Re: Stanford IDG internal Perl style
On 2013-03-29 18:24, Russ Allbery wrote:
> This is the evolution of my original style document, much modified by
> contact with Perl Best Practices. There are some things here that I'd
> personally do differently (I prefer omitting the parens around arguments
> to Perl built-ins, for example), but this was the compromise reached
> across the group among people with very different styles and different
> "first" languages.
>
Great :) I was just considering whether to codify a Lintian style guide.
> [[!meta title="Perl Coding Style"]]
>
> In general, follow the rules in the perlstyle man page and Perl Best
> Practices, except we use cuddled elses (else on the same line after }).
> And, of course, follow rules below rather than perlstyle if they
> conflict.
>
I don't think I have read the Perl Best Practises (assuming its the
O'Reilly one[1]), so I have to come back on that.
[1] http://refcards.com/docs/vromansj/perl-best-practices/refguide.pdf
> Note that these guidelines are for internal projects. If we release
> something as open source that needs to be compatible with Perl 5.8
> rather than 5.10 (which the document guidelines assump), there are
> the following exceptions:
>
s/assump/assume/ ?
> * Do not use autodie.
> * 'use base' instead of 'use parent'
> * Do not include Stanford::Infrared::*.
> * Other things to be added.
>
>
> # General Guidelines
>
> [...]
>
> * Always check the results of operations. For many functions this can
> be done with 'use autodie' at the start of a script or module. For
> anything not covered by autodie, you should add 'or die "some error:
> $!\n"' to the end of function calls that mail fail. For print and say,
> death checking is is provided by the Stanford::Infrared::Wrappers
> module with the functions print_fh, say_fh, print_stdout, and
> say_stdout.
>
s/is is/is/;
I have been considering to use autodie before (possible exception being
system/exec where it is always not compatible). I tend to prefer
exception based I/O instead of checking return values (which gets old
really soon), so I could be convinced to use autodie by default. Too
bad it does not cover all cases (print et al).
> [...]
>
> * Factor out long expressions in the middle of statements. It's better
> to read three clear statements than to have them all combined into a
> more complicated all-in-one longer line.
>
Is this:
my $result = part1
+ part2
+ part3;
vs:
my $result = part1 + part2 + part3;
(where partX is a "complex" computation) Or is it about splitting it
into temporary variables?
> * Use perltidy and perlcritic. Default [perltidyrc](perltidyrc) and
> [perlcriticrc](perlcriticrc) files are available.
>
If we can codify our style in a fashion these can check for that would
definitely help in maintaining the style. Also, we have a "perlcritic"

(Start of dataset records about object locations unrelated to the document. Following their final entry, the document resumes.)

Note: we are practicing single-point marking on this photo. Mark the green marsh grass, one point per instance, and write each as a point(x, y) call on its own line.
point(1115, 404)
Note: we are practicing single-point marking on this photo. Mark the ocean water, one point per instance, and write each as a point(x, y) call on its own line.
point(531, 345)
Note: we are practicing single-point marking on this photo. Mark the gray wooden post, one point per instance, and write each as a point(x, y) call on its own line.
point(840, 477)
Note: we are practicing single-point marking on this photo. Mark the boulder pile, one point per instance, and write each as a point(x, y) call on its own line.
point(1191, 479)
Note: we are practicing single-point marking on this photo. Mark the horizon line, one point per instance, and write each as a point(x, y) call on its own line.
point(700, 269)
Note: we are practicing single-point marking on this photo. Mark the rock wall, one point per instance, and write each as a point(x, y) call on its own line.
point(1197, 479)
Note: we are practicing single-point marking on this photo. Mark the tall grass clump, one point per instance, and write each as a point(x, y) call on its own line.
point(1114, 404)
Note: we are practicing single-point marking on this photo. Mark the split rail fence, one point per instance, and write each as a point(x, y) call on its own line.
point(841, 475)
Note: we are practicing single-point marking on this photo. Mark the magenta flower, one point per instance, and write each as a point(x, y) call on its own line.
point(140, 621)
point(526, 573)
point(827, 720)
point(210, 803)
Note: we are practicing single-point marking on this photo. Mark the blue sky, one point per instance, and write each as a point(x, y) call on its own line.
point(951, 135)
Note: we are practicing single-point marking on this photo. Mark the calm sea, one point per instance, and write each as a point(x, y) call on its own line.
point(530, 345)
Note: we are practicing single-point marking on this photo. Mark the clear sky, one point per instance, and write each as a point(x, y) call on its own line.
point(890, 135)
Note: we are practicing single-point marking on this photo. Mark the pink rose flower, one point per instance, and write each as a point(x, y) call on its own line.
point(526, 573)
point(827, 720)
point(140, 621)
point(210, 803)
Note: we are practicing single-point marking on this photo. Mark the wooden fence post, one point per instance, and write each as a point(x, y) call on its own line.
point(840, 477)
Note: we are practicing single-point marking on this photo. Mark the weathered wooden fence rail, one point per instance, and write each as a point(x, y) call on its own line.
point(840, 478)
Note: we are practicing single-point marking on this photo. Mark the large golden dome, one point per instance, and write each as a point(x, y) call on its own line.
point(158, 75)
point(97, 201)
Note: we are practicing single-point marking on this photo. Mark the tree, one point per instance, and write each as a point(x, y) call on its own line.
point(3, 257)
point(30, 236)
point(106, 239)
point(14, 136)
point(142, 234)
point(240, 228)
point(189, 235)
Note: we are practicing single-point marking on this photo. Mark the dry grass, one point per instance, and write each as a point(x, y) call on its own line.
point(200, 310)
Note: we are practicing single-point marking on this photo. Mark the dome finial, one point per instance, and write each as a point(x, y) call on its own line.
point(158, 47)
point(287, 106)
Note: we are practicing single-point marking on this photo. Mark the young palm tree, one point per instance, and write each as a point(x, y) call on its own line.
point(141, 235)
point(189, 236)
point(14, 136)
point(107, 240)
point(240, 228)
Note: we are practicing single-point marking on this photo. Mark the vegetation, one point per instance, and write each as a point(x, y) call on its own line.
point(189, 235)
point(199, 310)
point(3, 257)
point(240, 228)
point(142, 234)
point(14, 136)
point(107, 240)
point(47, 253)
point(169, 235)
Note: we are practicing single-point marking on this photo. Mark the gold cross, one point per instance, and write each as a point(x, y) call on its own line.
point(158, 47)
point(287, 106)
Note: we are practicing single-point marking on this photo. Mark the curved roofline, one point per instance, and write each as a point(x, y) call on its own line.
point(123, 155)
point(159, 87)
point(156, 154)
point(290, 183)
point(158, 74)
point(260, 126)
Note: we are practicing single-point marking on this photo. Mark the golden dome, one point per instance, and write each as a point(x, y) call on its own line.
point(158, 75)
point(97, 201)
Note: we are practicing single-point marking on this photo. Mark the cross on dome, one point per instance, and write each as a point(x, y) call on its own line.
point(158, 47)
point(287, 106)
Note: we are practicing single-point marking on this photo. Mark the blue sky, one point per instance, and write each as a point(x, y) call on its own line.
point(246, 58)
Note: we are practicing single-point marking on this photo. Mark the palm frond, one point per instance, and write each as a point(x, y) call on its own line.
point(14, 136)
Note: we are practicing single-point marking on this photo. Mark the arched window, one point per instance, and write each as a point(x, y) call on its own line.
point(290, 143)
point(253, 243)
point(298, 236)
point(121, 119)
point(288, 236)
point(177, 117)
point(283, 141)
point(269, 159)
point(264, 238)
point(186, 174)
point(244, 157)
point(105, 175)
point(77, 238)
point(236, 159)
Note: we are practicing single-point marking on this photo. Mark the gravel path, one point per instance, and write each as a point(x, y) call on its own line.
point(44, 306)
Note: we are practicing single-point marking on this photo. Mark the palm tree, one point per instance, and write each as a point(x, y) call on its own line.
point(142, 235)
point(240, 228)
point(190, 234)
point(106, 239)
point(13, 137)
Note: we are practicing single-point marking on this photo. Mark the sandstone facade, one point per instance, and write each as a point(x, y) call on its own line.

check already but it is skipped by default (and I never remember to set
the proper variables to enable it... >.>)
> [...]
>
> * Dereference variables with arrows for readability. (ie:
> "$record->{name}".
>
Also in "chaining"?
$record->{$last_name}->{$first_name}
$matrix->[$i]->[$j]
vs
$record->{$last_name}{$first_name}
$matrix->[$i][$j]
> [...]
> * For clarity in some fonts, try to make single-character strings more
> obvious as to their intent:
>
> '' q{}
> ' ' q{ }
> ',' q{,}
>
I do not think I understand this one. Is it to use the second column
variants instead of the first? I don't see how any of those expresses
their "intent" more than the other (but I might be a missing a reference
to the Perl Best Practises here?).
> [...]
>
> # Naming
>
> [...]
>
> * Name modules using Noun::Adjective::Adjective.
> (Disk::DVD::Rewritable)
>
Mmm... Is that strictly "one Noun followed by adjective(s)". Also the
example appear to be "Noun::Noun::Adjective" (or is a DVD an
adjective?). Anyway I assume "namespacing" is allowed (e.g.
Lintian::$module)
> [...]
>
> # Formatting and Indentation
>
> Don't use tabs in perl scripts, since they can expand differently in
> different environments. In particular, please try not to use the mix of
> tabs and spaces that is the default in Emacs.
>
> Please follow these guidelines for spacing and formatting:
>
> * Each block is indented four spaces. Continuations of commands should
> be indented two more spaces unless parenthesized, or indented to line
> up one space after the opening parentheses if parenthesized.
>
So if parentheses are used it should be lined up as... ?
really_long_name(argument1,
argument2,
argument3)
if (really_long_condition1
&& really_long_condition2
&& really_long_condition3) {
Or does this rule not apply to sub arguments?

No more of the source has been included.